As 92 aldeias waiãpi espalhadas pelos 6 070 quilômetros quadrados da terra demarcada em 1996 abrigam cerca de 1 450 pessoas. Cada aldeia é habitada por algumas famílias, chefiadas por um índio mais velho. Era esse o papel exercido por Emyra, que é descrito como alguém tranquilo, que mal falava português e não era afeito a visitas às cidades. A morte alarmou os waiãpi porque Emyra nunca se envolveu em conflitos anteriores. Os mais jovens cresceram ouvindo os relatos de pais e avós de invasões de garimpeiros no início da década de 70, quando oitenta índios morreram infectados por sarampo, e de conflitos ocorridos nos anos 80. A antropóloga Dominique Tilkin Gallois, da USP, que estuda os waiãpi e convive com eles desde 1979, diz que as invasões diminuíram drasticamente após a demarcação da terra, mas nunca cessaram. “São sempre pequenos grupos que tentam achar lugares para se instalar, mas não conseguiram nunca.”

Parte da terra waiãpi encontra-se na Reserva Nacional do Cobre e Associados (Renca), uma área que Michel Temer tentou abrir para a mineração, mas foi forçado a recuar devido à pressão popular. No que depender de Jair Bolsonaro, agora a coisa vai. Em meio à comoção pela morte de Emyra, o presidente declarou que não havia “indício forte” de assassinato e aproveitou para afirmar que abrirá terras indígenas ao garimpo. “É intenção minha, inclusive para o índio.” Ao jornal O Globo, contou ter encomendado um estudo ao ministro de Minas e Energia, Bento Albuquerque, para abrir “pequenas Serras Peladas” no país. “E índio também poderia explorar”, disse.
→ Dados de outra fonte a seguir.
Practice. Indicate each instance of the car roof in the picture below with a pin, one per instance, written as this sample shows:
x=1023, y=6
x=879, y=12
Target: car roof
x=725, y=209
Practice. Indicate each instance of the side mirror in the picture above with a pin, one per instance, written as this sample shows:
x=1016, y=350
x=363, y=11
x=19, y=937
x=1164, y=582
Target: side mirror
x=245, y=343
Anteriormente, sugeriu que ter o filho Eduardo na Embaixada de Washington seria importante para atrair mineradoras americanas às terras indígenas.
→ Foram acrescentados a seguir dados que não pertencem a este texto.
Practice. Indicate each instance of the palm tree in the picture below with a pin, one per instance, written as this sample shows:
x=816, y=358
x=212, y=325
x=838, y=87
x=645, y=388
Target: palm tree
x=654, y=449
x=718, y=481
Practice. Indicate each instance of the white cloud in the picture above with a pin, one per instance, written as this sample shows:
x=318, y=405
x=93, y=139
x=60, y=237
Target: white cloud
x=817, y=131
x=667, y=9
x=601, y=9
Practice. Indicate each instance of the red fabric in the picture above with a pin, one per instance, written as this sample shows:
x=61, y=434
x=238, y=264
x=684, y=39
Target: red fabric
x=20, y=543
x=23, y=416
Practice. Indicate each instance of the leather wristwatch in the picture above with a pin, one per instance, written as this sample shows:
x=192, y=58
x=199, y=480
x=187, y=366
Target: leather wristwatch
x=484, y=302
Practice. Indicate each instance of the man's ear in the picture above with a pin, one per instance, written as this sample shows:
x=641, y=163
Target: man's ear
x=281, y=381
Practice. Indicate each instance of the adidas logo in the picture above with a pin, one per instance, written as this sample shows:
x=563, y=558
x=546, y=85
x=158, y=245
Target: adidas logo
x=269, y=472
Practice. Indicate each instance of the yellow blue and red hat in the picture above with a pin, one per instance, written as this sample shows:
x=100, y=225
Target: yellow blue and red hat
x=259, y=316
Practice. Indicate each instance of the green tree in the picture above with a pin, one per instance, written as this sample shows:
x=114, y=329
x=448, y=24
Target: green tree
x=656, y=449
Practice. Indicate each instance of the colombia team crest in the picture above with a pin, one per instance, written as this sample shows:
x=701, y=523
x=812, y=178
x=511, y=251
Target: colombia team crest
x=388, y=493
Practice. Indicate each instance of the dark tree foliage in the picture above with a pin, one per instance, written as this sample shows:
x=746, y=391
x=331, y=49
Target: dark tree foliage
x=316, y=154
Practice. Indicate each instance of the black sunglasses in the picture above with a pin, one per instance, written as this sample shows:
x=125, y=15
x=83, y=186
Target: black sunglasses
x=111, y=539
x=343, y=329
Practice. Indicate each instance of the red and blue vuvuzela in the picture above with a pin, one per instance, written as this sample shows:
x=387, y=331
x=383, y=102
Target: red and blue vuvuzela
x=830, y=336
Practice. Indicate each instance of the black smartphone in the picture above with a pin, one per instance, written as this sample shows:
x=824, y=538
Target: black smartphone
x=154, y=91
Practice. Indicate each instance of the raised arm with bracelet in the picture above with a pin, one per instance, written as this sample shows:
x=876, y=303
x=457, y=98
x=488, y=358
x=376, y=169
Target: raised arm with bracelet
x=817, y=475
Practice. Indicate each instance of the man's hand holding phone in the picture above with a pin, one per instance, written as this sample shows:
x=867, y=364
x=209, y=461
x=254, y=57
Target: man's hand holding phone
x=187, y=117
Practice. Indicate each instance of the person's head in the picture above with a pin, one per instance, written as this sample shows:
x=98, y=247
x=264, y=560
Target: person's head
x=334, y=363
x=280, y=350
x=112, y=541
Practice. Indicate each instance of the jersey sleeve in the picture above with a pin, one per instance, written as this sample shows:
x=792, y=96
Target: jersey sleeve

ALVOS – Povoado yanomami: invasões frequentes de garimpeiros em busca de ouro e que contaminam os rios com mercúrio (Robin Hanbury-Tenison/Robert Harding/AFP)

O Conselho Indigenista Missionário (Cimi), que compila dados de violência contra índios, constatou no ano passado um aumento de conflitos por questões territoriais e invasões possessórias. No último caso, houve 96 registros em todo o país em 2017 — 62% a mais do que em 2016. O número de assassinatos de índios contabilizado ficou em 110. Entre os povos mais ameaçados estão os yanomami. A PF estima que sejam retirados 106 quilos de ouro por mês de suas terras, entre os estados do Amazonas e de Roraima e no território venezuelano. Além da presença ostensiva de garimpos ilegais na região, que por vezes resulta em enfrentamentos, o despejo de mercúrio nos rios que abastecem os índios com água e comida provoca graves problemas de saúde. A Fiocruz constatou numa aldeia que crianças menores de 5 anos estavam com 6,8 microgramas de mercúrio no corpo, enquanto mulheres em idade reprodutiva apresentavam 16 microgramas — uma concentração superior a 6 já é alarmante.

No caso dos waiãpi, o interesse comercial decorre da possível existência de ouro no território. Índios que dizem ter testemunhado a invasão à aldeia ainda serão ouvidos pelo MPF — eles relatam que ao menos quatro homens armados cercaram a área. Emyra já havia sido enterrado quando a PF chegou ao local. Os parentes deram autorização para que seja feita a exumação do corpo, que será realizada em Macapá. Reside aí parte da esperança de encontrar novas pistas para esclarecer o mistério do cacique.